What sample rate should I use for TTS output?

8 kHz for telephony, 16 to 24 kHz for everything else. The phone network caps you at 8 kHz, so anything higher is downsampled away before it reaches the caller. For web and app playback, 16 to 24 kHz already covers all of speech. The jump to 44.1 or 48 kHz only adds range above the voice, which matters for music but not for speech.

Is a higher sample rate always better quality?

No. Speech energy does not reach above roughly 16 kHz, so a bigger number adds nothing the listener can hear, and in streaming it adds latency on the extra bytes. If the channel is a phone line, it downsamples to 8 kHz regardless of what you generate.

Which format is best for a streaming voice agent?

Raw PCM chunks or Opus, because both start playing with minimal delay: PCM needs no decode step, and Opus compresses while staying fast. For a phone agent specifically, generate 8 kHz μ-law or A-law directly, which matches the network and skips a lossy conversion you would otherwise pay for.

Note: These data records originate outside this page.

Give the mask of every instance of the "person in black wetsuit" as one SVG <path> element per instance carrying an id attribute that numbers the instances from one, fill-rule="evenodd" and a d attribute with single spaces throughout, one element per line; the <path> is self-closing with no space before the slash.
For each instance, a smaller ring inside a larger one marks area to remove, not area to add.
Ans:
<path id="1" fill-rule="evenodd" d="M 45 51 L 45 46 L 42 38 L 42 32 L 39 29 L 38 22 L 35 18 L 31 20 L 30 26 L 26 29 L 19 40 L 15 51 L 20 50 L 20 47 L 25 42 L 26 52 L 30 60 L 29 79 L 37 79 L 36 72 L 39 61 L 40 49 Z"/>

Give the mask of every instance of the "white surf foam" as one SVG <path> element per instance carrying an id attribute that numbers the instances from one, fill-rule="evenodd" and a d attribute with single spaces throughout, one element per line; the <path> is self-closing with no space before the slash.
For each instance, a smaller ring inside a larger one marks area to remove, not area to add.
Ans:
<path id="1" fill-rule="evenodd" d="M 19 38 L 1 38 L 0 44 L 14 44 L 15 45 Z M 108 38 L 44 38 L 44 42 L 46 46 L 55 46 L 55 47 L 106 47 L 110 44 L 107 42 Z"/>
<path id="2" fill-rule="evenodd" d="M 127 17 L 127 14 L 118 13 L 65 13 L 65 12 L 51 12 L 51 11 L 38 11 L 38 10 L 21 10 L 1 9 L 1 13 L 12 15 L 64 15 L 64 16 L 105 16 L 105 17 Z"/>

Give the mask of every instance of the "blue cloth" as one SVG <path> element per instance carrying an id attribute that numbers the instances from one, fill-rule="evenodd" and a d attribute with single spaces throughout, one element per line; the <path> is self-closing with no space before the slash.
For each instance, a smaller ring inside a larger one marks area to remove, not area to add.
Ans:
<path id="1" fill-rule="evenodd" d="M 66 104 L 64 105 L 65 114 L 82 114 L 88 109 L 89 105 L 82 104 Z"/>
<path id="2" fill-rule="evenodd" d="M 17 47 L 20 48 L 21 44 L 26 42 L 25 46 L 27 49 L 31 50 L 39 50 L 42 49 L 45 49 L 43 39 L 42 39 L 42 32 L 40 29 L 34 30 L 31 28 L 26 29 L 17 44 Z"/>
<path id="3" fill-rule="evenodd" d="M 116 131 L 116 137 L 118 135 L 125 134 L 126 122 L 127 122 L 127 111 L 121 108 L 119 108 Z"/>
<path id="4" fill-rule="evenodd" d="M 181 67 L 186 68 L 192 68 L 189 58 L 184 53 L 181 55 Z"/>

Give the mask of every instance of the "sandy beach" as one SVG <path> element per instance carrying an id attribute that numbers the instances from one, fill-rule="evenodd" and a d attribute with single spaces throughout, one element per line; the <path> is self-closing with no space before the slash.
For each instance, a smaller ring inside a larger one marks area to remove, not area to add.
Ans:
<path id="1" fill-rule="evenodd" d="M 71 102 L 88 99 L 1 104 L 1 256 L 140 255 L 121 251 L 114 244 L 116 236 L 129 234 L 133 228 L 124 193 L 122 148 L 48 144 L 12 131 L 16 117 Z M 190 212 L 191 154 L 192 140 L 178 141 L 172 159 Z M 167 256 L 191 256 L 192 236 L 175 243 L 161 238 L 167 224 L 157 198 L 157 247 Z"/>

Should I store TTS output as MP3 or WAV?

MP3 (or Opus). Compression cuts file size with no audible loss for speech, which matters when you are saving thousands of clips and no one is waiting on the first byte. Keep WAV/PCM or lossless only when you will process the audio further and cannot accept generational loss from re-compression.

References

ITU-T (1988). Pulse code modulation (PCM) of voice frequencies. ITU-T Recommendation G.711.
Monson, B. B., Hunter, E. J., Lotto, A. J., & Story, B. H. (2014). The perceptual significance of high-frequency energy in the human voice. Frontiers in Psychology, 5, 587.
Shannon, C. E. (1949). Communication in the Presence of Noise. Proceedings of the IRE.
Valin, J. M., Vos, K., & Terriberry, T. (2012). Definition of the Opus Audio Codec. IETF RFC 6716.
Zeghidour, N., Luebs, A., Omran, A., Skoglund, J., & Tagliasacchi, M. (2021). SoundStream: An End-to-End Neural Audio Codec. IEEE/ACM Transactions on Audio, Speech, and Language Processing, 30.
Kumar, R., Seetharaman, P., Luebs, A., Kumar, I., & Kumar, K. (2023). High-Fidelity Audio Compression with Improved RVQGAN. Advances in Neural Information Processing Systems (NeurIPS) 2023.